Do not assume that there is no fracture just because the radiographs are normal. Rib fractures are often not apparent on radiographs, especially when they occur in the cartilaginous portion of the rib. The patient deserves the disability period and analgesics commensurate with the real injury.
Rib fracture pain can be significant, originates at the site of the fractured bone and injured muscle, and is usually reported by patients to be exacerbated by any movement of the chest wall (e.g., with respiration and most certainly with deep breathing and coughing). Although most commonly secondary to trauma, rib fractures may also occur because of repetitive stressors, such as that experienced with coughing or in athletes such as golfers and rowers.
Most isolated fractures and separations cause minimal morbidity or mortality and are treated with immobilization, but ribs are a special problem because patients have to continue breathing. Pain management is crucial. Patients with pain often splint and hypoventilate and thus are predisposed to pneumonia. Outpatient management of isolated rib fractures with oral pain medication is generally adequate.
In the presence of severe pain or multiple rib fractures, consider the use of an intercostal nerve block or injection of the fracture hematoma with 0.5% bupivacaine (Marcaine).
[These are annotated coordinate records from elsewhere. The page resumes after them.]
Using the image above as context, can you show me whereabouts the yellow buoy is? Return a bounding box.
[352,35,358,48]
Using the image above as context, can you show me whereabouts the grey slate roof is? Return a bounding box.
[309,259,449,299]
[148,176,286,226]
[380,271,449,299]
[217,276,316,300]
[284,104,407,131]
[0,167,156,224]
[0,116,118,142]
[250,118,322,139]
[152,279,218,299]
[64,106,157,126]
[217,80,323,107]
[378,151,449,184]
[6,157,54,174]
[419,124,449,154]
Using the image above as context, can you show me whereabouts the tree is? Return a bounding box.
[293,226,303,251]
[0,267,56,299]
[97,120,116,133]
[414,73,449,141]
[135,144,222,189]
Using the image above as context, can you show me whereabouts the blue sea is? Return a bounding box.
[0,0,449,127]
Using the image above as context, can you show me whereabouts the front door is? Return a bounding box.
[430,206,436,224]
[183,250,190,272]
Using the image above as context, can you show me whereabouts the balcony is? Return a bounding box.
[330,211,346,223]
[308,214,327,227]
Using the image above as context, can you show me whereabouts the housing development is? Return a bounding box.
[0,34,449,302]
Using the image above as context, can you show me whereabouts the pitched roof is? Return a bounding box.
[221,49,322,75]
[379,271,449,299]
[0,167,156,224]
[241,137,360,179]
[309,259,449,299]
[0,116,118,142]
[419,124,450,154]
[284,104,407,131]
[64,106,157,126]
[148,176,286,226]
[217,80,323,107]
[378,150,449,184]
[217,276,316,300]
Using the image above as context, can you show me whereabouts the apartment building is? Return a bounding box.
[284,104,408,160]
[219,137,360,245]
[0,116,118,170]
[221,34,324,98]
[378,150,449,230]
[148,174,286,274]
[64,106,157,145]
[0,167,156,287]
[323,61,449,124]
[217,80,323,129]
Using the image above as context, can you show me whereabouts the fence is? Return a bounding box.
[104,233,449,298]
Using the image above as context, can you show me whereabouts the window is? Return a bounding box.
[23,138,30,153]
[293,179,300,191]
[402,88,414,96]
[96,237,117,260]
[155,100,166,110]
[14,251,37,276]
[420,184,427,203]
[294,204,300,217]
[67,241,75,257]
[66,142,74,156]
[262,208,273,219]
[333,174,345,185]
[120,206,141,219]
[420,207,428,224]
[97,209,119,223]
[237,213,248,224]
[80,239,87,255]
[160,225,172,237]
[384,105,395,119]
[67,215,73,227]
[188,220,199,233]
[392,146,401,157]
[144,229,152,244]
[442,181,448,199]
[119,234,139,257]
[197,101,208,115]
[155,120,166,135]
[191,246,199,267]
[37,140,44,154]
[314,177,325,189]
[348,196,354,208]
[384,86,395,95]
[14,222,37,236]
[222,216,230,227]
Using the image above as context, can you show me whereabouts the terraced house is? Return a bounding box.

Because of the risk for pneumothorax or hemothorax, in most cases, this procedure should be reserved for secondary management when initial treatment has proven inadequate.
Although rib belts are no longer commonly used and their use is even discouraged, they can sometimes provide significant pain relief for young, active patients who are at low risk for pulmonary complications. If used, it may be worn almost continuously for the first 1 to 4 days, but it should be removed as comfort allows thereafter.